Thanks for that clarification in RunaAs vis MakeMeAdmin. I've been using the advice from your "easiest way to run" original post for quite a while, thanks. But that reminds me --- my Fast User Switching stopped working. I haven't done any research yet about why not, but as it stands now I have to log out of the LUA acct in order to log in as Admin. I used to do it like you said with User A and User B, darn. But in the meantime, RunAs is also very useful. Thanks again.

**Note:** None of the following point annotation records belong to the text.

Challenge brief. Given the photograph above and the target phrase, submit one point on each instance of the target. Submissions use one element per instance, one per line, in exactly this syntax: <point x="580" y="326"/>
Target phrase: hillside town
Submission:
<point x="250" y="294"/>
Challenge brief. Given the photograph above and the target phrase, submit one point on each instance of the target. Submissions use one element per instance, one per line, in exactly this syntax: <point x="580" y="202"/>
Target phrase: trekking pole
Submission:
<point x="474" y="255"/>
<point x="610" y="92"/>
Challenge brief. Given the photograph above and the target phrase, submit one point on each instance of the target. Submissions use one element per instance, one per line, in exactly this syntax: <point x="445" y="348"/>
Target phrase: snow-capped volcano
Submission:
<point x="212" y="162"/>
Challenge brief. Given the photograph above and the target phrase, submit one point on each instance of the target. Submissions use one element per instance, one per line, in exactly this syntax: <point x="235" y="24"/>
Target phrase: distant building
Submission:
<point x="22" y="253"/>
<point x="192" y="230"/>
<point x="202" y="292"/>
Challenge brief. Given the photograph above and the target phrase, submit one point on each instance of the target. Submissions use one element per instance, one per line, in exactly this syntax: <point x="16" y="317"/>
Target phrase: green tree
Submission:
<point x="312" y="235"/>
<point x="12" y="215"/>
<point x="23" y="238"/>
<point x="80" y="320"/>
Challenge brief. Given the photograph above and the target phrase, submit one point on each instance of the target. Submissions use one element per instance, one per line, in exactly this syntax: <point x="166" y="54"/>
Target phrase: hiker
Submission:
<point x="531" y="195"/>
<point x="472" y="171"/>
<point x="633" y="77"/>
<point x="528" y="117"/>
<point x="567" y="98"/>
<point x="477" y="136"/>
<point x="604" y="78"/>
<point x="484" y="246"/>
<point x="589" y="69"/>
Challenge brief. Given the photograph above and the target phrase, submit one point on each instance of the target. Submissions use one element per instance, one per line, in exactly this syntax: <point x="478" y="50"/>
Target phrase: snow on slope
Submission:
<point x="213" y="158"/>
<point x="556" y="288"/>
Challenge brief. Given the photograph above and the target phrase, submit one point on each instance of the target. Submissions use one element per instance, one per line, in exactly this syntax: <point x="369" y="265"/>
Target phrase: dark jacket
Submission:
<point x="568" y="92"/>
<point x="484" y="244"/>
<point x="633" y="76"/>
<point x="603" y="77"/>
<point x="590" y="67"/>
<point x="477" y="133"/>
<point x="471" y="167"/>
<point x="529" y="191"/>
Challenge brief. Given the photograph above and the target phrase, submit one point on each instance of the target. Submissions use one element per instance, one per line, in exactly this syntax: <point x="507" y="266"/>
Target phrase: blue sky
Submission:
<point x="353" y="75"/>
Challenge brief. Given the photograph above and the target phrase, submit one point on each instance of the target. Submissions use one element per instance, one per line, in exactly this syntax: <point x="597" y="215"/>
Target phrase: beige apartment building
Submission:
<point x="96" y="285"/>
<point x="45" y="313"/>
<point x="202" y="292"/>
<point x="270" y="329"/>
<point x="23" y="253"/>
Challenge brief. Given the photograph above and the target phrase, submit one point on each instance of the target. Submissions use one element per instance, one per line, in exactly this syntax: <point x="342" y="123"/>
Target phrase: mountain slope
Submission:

From r00t440@yahoo.com [203.131.88.74] - 6/6/06 4:41 AM

Aaron, there are other security issues that would arise even when using MakeMeAdmin. Example, I tried using it to run a certain game (FreeStyleOnline), the game worked flawlessly, but clicking on one of the links of the game's Welcome/Splash screen spawned an Internet Explorer with access similar to that of an admin. With this spawned IE, I am able to delete any files from say "Program Files" which a restricted user cannot. In fact, I was also able to create a new user from this spawned IE, actually I can create a user belonging to Administrators group through this way which for me breaks security.

Perhaps it would be better if, we can set certain executables/programs to run with access similar to that of an admin but all of its child processes should have access of a user or better yet "guest". ^^

There's also "runasspc" (i use it), I don't know if your guys have tried it. 

"Fixing LUA bugs I and II" are greate guides. Way to go Aaron!

From AaronMargosis - 6/6/06 11:44 PM

r00t440 - I would submit that those are not security issues with MakeMeAdmin, since MMA is intended to be used by legitimate admins of the system.  Look at Fixing LUA Bugs Part II and running apps as admin - very high risk, and difficult-to-impossible to constrain.  The 3rd party tools I mentioned will prevent child processes from inheriting the admin token, but they won't prevent those apps from being misused.